Un coup de pied dans la fourmilière
L’implication personnelle du président de la République semble présager une issue ‘’prometteuse’’ dans ce crime, avec certainement des répercussions sur l’appareil d’Etat.
Il aura fallu près d’une semaine après la découverte du corps de Martinez Zogo, pour que l’on assiste aux premières auditions. Lesquelles concernaient essentiellement des acteurs « périphériques ». D’abord les chefs traditionnels de la Lékié qui ont annoncé vouloir rejeter le corps de leur fils qu’ils voudraient faire enterrer à Mvomeka’a, au caveau de la famille présidentielle ; puis Xavier Messe le journaliste qui a déclaré sur les antennes de Radio Balafon qu’il était informé « minute by minute» de l’évolution des événements depuis l’enlèvement du chef de chaîne d’Amplitude Fm. Précisant avoir été informé deux heures après l’assassinat. L’on en était encore dans l’indignation collective, le procureur de la République dans l’attentisme. Finalement, Paul Biya a signé son entrée en scène, prescrivant une enquête qu’il a confiée à la Gendarmerie nationale, qui devra la mener conjointement avec la police.

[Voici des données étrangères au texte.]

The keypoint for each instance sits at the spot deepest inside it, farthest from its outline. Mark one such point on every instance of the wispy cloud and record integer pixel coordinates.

Et du coup, l’affaire Martinez Zogo est résolument en train de prendre une tournure particulière. Deux jours après, le président de la République a annoncé de premières arrestations. Parlant de personnes fortement suspectées d’avoir joué un rôle dans le cours des événements ayant marqué la mort de l’animateur. Sans livrer le secret des enquêtes.
Au sein de l’opinion nationale, des noms circulent, avec force conviction, sans preuves réelles. Parfois certaines personnes sont jetées en pâture à un peuple qui a soif vérité et de justice. Entre autres, les noms de Jean Pierre Amougou Bélinga le président directeur général du groupe L’Anecdote, Maxime Eko Eko le directeur générale de la recherche extérieure (Dgre), le patron du groupe de presse de Nsam est cité par une certaine opinion comme le commanditaire de l’assassinat. Des sources l’ont même annoncé en détention au Secrétariat d’Etat à la défense (Sed), en même temps que le patron des Renseignements, qui aurait pactisé avec celui-ci pour la sale besogne. Puis le lendemain, les équipes de Vision 4 ont rendu publique une vidéo du magnat de la presse dans une visite de ses structures. « Le Gso a encerclé sa maison, juste pour des nécessités de prévention ; il a été entendu et est rentré chez lui », assure une source. Au sujet de Maxime Eko Eko, «il est passé au Sed mais pour une affaire autre », soutient une autre source.
Mais dans un article ayant pour titre « Des dignitaires du régime camerounais impliqués, selon Rsf», le journal français Libération soutient, citant Rsf qui souligne avoir pu accéder au rapport d’enquête, que « de hautes personnalités du régime pourraient avoir été impliquées dans le meurtre du journaliste ». Soutenant les deux personnalités dont les noms sont cités depuis la fin de la semaine dernière. Le quotidien français écrit que «lors des auditions, le patron de la Dgre a nié avoir été informé du projet d’assassinat de Martinez Zogo. Mais selon Rsfson propre adjoint, Justin Danwé, aurait avoué avoir lui-même organisé et exécuté, avec ses hommes, l’enlèvement, la torture et le meurtre du présentateur ». Ajoutant que « il affirme que son supérieur était tenu informé de l’opération».
De toutes les façons, l’opinion nationale et internationale a soif de vérité et de justice sur cette affaire, et met l’Etat camerounais sous pression. Paul Biya semble être engagé à ne pas réserver à cette autre enquête le même sort que les autres affaires d’assassinat. L’évolution des événements montre que l’homme qui dénonçait les tares des dirigeants et notamment les détournements de deniers publics, n’était pas aimé des pilleurs des caisses de l’Etat. Et l’attitude de la gendarmerie qu’il a sollicitée face à ses bourreaux au moment de son enlèvement peut bien révéler une partie de l’énigme. Il est fort probable que des têtes vont tomber, y compris au sein du sérail. Les jours à venir devraient certainement permettre d’en savoir un peu plus sur l’écheveau que constitue cette affaire.